Auto

Rückbesinnung auf die Kernkompetenzen ADAC stellt "Gelben Engel" ein

engel.jpg

Ein Modell des ADAC-Preises "Gelber Engel".

(Foto: picture alliance / dpa)

Der ADAC will offenbar nicht länger an seinem Autopreis "Gelber Engel" festhalten. Die Panne um die Verleihung betrachtet der Autoclub als "Totalschaden" und will überhaupt nicht mehr darüber nachdenken, ob man so etwas Ähnliches wieder machen sollte.

Nach dem Skandal um manipulierte Zahlen bei der Wahl zum "Gelben Engel" will der ADAC die Verleihung des Autopreises einstellen.
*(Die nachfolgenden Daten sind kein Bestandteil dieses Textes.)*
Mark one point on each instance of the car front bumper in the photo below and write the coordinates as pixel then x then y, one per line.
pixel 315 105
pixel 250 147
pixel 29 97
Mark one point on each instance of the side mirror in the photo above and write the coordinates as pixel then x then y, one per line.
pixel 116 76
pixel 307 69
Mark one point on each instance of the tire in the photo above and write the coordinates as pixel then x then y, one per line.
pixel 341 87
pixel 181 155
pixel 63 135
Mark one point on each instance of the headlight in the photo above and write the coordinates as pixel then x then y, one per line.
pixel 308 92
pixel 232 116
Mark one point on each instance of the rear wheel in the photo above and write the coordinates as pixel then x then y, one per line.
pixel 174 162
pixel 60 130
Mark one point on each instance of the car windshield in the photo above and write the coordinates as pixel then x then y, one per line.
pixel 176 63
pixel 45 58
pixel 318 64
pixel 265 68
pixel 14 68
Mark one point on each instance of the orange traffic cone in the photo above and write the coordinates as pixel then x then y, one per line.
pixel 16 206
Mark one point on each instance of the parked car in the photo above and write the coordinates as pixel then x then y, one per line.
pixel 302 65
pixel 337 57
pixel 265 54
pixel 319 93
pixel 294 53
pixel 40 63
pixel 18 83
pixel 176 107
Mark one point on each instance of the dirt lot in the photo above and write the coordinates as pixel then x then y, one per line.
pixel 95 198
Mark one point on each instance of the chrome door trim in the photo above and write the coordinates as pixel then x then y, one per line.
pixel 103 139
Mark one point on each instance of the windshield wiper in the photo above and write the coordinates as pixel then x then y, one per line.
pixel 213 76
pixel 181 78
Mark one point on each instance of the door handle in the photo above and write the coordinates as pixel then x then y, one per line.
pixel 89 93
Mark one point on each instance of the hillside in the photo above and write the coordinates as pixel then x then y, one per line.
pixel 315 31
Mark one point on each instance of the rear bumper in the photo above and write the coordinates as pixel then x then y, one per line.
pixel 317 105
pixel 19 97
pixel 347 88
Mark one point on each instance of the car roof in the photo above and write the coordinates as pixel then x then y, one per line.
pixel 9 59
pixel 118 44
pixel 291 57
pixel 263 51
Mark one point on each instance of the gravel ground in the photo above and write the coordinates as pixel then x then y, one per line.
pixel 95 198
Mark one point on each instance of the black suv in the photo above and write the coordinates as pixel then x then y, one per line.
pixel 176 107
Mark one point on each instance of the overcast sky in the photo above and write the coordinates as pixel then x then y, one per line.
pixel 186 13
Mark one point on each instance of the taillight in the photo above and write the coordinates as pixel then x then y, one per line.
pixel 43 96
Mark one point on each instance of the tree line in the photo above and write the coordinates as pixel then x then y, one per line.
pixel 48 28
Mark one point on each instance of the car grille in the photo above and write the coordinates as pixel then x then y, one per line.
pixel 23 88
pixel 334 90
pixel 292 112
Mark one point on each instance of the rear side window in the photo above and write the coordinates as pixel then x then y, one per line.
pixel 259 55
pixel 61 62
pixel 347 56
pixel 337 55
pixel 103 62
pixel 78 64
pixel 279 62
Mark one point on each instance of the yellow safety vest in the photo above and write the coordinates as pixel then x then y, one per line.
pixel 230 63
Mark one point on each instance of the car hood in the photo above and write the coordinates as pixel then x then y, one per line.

Die aufwendige Veranstaltung in der prächtigen Allerheiligen-Hofkirche in der Münchner Residenz solle es künftig definitiv nicht mehr geben, sagte ein ADAC-Sprecher. "Das war ein Totalschaden", sagte ADAC-Präsident Peter Meyer der "Automobilwoche" auf die Frage nach dem "Gelben Engel". "Wir denken im Moment überhaupt nicht darüber nach, ob wir so etwas ähnliches wieder machen wollen", fügte er hinzu.

Ob und in welcher Form es den Preis in Zukunft noch geben wird, sei jedoch noch nicht entschieden, betonte der Sprecher. Der ADAC will sich laut Meyer stattdessen auf seine Kernkompetenzen zurückbesinnen, um wieder Vertrauen für die Organisation aufzubauen.

ADAC-Kommunikationschef Michael Ramstetter hatte gestanden, die Leserwahl zum Lieblingsauto der Deutschen manipuliert zu haben. Er hatte die Teilnehmerzahlen verzehnfacht. Seine Posten legte er nach Bekanntwerden des Skandals nieder.

Derweil kommen immer mehr Forderungen aus der Politik nach mehr Transparenz. Bundesverbraucherschutzminister Heiko Maas forderte zudem Mindeststandards für Prüfverfahren. Der SPD-Politiker hofft, dafür keine gesetzliche Regelung zu benötigen. Auch die politische Rolle des ADAC muss nach Ansicht des Vorsitzenden des Bundestags-Verkehrsausschusses, Martin Burkert (SPD), auf den Prüfstand.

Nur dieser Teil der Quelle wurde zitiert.